Figure 4.4: Split plots

When we take measurements from the same experimental unit (e.g. if we measure the effects of a treatment on the growth of an animal at several points through its life) we repeatedly take observations from the same unit. This type of design is called a repeated measures design. Analysis of this type of design accounts for both the treatment effect and the temporal sequence of measurements.

Analysis of Variance

Last week we saw that the difference between two groups can be analysed using a t-test. The t-test can only be used to compare two groups. When our experiment contains 3 or more groups, we use a technique called ANalysis Of VAriance or ANOVA for short.

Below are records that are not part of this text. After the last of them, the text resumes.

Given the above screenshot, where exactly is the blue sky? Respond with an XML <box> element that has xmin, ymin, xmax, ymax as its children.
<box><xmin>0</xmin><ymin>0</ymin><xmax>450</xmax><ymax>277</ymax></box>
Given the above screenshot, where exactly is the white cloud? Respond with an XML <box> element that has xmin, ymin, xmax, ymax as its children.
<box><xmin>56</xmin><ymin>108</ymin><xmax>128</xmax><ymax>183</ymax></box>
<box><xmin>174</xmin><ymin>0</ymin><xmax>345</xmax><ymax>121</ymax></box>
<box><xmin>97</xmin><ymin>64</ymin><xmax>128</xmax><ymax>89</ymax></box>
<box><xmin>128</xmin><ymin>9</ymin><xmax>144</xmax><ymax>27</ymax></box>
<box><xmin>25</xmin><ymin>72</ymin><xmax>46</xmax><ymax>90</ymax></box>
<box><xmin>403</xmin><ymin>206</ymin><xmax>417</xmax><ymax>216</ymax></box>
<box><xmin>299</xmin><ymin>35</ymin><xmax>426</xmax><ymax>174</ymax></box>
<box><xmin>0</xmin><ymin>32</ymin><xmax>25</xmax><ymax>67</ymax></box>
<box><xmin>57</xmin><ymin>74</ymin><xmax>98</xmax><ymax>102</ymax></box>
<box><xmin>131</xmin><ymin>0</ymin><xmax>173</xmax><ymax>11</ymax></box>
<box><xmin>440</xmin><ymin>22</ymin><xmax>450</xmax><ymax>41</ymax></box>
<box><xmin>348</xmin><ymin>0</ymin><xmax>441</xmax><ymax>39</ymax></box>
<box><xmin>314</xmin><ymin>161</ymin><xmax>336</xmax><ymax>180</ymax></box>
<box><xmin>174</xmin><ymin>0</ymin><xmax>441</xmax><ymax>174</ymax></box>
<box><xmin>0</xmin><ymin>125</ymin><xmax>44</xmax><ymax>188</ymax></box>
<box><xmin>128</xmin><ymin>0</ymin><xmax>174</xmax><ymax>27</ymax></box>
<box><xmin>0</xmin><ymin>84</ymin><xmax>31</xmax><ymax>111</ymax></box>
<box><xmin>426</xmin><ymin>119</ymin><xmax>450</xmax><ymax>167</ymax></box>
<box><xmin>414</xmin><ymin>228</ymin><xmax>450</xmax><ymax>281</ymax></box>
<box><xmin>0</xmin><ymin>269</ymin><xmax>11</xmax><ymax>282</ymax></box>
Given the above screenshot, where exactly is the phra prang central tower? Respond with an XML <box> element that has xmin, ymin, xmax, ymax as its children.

The null hypothesis in an ANOVA is that samples from different treatments are drawn from different populations with the same means. If our analysis indicates that the probability that this hypothesis is true is less than 1 in 20 (p<0.05), then at least one of the treatments has a different mean from the others. ANOVA uses the data to calculate two estimates of the variance in the populations;

  1. Within-treatment (error) variance is an estimate of the mean variance found within each treatment. It is calculated by summing the variances found within each of the samples (remember this is the ‘Sum of Squares’ - the sum of the squared deviations from the mean) and then averaging them (the Mean Squares - Sum of Squares/DF).
  2. Between-treatment variance is an estimate of the variance between the sample means. It is calculated by summing the differences between each treatment mean and the overall mean of all of the treatments together, and then averaging them.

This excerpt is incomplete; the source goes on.